The enthalpy of neutralization of a Weak monoprotic acid (HA) in 1 M solution with a strong base is -55.95 KJ/mol . If the unionized acid required 1.4 KJ/mol heat for it's comptate ionzatation and enthalpy of netralization of the strong monobasic acid with a strong monoacidic base is -57.3 KJ/mol . What is the % ionzation of the weak acid in molar solution ?
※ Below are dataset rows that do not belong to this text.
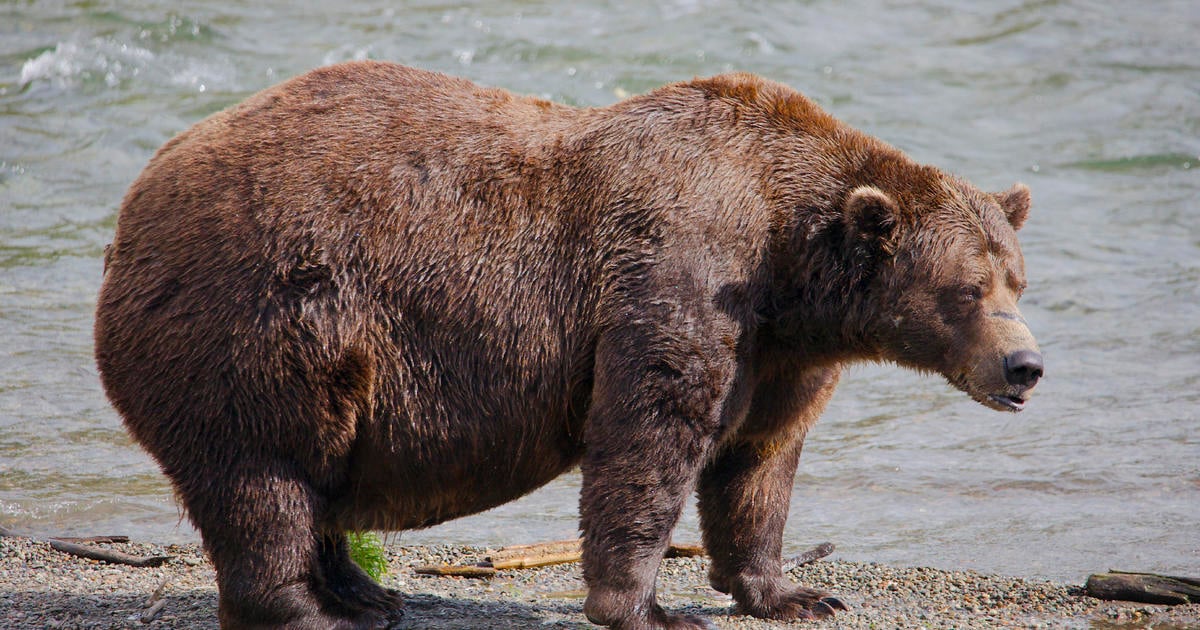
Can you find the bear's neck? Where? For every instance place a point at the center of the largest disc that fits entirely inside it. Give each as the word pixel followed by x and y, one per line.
pixel 822 306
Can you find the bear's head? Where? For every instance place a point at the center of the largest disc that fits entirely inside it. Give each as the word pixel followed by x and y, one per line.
pixel 946 287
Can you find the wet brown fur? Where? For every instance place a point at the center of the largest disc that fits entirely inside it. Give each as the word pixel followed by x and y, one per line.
pixel 379 298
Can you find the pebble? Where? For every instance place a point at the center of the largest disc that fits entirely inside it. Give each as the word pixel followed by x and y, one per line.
pixel 43 588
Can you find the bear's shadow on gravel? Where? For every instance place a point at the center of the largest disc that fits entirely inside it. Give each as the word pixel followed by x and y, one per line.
pixel 447 613
pixel 197 610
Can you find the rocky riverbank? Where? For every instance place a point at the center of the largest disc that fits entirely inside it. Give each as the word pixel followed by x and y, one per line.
pixel 41 588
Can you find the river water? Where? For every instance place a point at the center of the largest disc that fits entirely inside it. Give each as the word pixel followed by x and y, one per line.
pixel 1095 105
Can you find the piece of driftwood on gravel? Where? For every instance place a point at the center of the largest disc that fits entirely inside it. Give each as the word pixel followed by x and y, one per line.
pixel 455 570
pixel 109 556
pixel 69 545
pixel 1146 588
pixel 568 551
pixel 810 556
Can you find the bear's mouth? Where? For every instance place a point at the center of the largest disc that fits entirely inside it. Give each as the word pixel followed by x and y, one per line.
pixel 1008 402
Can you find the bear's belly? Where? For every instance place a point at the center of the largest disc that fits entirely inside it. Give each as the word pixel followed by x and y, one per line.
pixel 420 479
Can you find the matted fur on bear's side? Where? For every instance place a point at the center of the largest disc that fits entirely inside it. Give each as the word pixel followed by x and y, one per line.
pixel 379 298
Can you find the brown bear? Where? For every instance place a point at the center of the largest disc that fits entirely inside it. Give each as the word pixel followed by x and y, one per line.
pixel 379 298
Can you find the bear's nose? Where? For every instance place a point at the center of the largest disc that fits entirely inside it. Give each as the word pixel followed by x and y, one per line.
pixel 1023 367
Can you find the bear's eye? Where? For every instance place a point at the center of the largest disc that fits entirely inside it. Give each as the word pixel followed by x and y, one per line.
pixel 971 294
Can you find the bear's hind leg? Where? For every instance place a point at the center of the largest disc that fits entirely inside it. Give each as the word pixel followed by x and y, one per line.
pixel 349 585
pixel 258 522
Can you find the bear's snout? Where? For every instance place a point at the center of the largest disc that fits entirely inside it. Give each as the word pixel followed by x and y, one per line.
pixel 1024 369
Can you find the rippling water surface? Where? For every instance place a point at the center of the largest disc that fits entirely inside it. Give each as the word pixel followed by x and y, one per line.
pixel 1096 106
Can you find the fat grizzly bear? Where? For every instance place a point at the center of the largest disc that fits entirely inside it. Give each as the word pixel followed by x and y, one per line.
pixel 379 298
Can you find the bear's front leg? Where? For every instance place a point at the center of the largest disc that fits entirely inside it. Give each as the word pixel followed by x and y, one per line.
pixel 651 427
pixel 744 496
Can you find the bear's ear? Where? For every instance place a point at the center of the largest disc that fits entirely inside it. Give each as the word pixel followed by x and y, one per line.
pixel 871 217
pixel 1015 203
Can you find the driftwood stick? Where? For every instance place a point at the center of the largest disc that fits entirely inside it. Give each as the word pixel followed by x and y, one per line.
pixel 539 559
pixel 813 555
pixel 455 570
pixel 564 551
pixel 108 556
pixel 517 552
pixel 1146 588
pixel 153 612
pixel 155 605
pixel 685 551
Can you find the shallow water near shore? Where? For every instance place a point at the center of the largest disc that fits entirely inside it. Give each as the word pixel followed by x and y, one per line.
pixel 1096 107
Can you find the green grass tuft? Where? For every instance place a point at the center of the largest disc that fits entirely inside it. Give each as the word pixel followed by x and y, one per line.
pixel 366 551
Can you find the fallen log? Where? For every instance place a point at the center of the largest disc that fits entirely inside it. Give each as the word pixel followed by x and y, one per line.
pixel 91 540
pixel 72 546
pixel 1146 588
pixel 109 556
pixel 564 551
pixel 451 570
pixel 810 556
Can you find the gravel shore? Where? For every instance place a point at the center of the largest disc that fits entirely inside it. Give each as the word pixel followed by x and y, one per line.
pixel 43 588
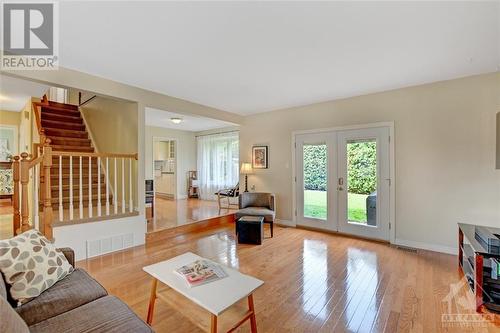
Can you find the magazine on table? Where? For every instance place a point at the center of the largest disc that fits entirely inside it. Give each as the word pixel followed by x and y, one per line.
pixel 200 272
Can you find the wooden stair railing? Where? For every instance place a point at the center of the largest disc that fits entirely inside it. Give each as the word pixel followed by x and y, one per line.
pixel 40 168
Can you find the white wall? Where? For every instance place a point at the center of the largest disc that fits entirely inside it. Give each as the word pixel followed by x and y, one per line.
pixel 185 154
pixel 445 153
pixel 76 236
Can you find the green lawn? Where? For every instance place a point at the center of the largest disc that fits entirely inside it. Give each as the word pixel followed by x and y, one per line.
pixel 315 205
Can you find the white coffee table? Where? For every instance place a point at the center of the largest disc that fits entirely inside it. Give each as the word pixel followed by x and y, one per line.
pixel 215 297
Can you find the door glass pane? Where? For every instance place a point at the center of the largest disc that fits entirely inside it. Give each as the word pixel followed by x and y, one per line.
pixel 362 182
pixel 315 180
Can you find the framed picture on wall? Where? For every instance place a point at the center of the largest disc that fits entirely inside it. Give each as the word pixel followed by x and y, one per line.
pixel 260 157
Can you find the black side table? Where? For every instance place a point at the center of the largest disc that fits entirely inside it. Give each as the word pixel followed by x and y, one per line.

To solve the problem, we need to determine the percentage ionization of a weak monoprotic acid (HA) in a 1 M solution when it reacts with a strong base. We are given the following data: 1. Enthalpy of neutralization of weak acid (HA) with strong base = -55.95 kJ/mol 2. Enthalpy of ionization of the unionized acid (HA) = 1.4 kJ/mol 3. Enthalpy of neutralization of a strong monoprotic acid with a strong base = -57.3 kJ/mol ### Step-by-Step Solution: **Step 1: Understand the enthalpy changes involved.** When a weak acid (HA) ionizes, it requires energy (enthalpy of ionization). The reaction can be represented as: \[ HA \rightleftharpoons H^+ + A^- \] The enthalpy change for this ionization is given as \( \Delta H_{ionization} = +1.4 \, \text{kJ/mol} \). When the weak acid reacts with a strong base (e.g., NaOH), the reaction is: \[ H^+ + OH^- \rightarrow H_2O \] The enthalpy change for the neutralization of the strong acid with a strong base is \( -57.3 \, \text{kJ/mol} \). **Step 2: Set up the equation for the enthalpy of neutralization.** For the weak acid reacting with a strong base, the enthalpy of neutralization can be expressed as: \[ \Delta H_{neutralization} = \Delta H_{neutralization \, (strong \, acid)} + \Delta H_{ionization} \times \text{degree of ionization} \] Let \( x \) be the degree of ionization (as a fraction) of the weak acid. The enthalpy of neutralization for the weak acid can be expressed as: \[ -55.95 = -57.3 + x \cdot 1.4 \] **Step 3: Solve for \( x \).** Rearranging the equation: \[ -55.95 + 57.3 = x \cdot 1.4 \] \[ 1.35 = x \cdot 1.4 \] \[ x = \frac{1.35}{1.4} \] \[ x = 0.9643 \] **Step 4: Calculate the percentage ionization.** The percentage ionization is given by: \[ \text{Percentage Ionization} = x \times 100 \] \[ \text{Percentage Ionization} = 0.9643 \times 100 = 96.43\% \] **Step 5: Determine the final percentage ionization.** Since the problem asks for the percentage of ionization, we need to find the remaining percentage that is not ionized: \[ \text{Percentage of non-ionization} = 100 - 96.43 = 3.57\% \] ### Final Answer: The percentage ionization of the weak acid (HA) in a 1 M solution is **3.57%**.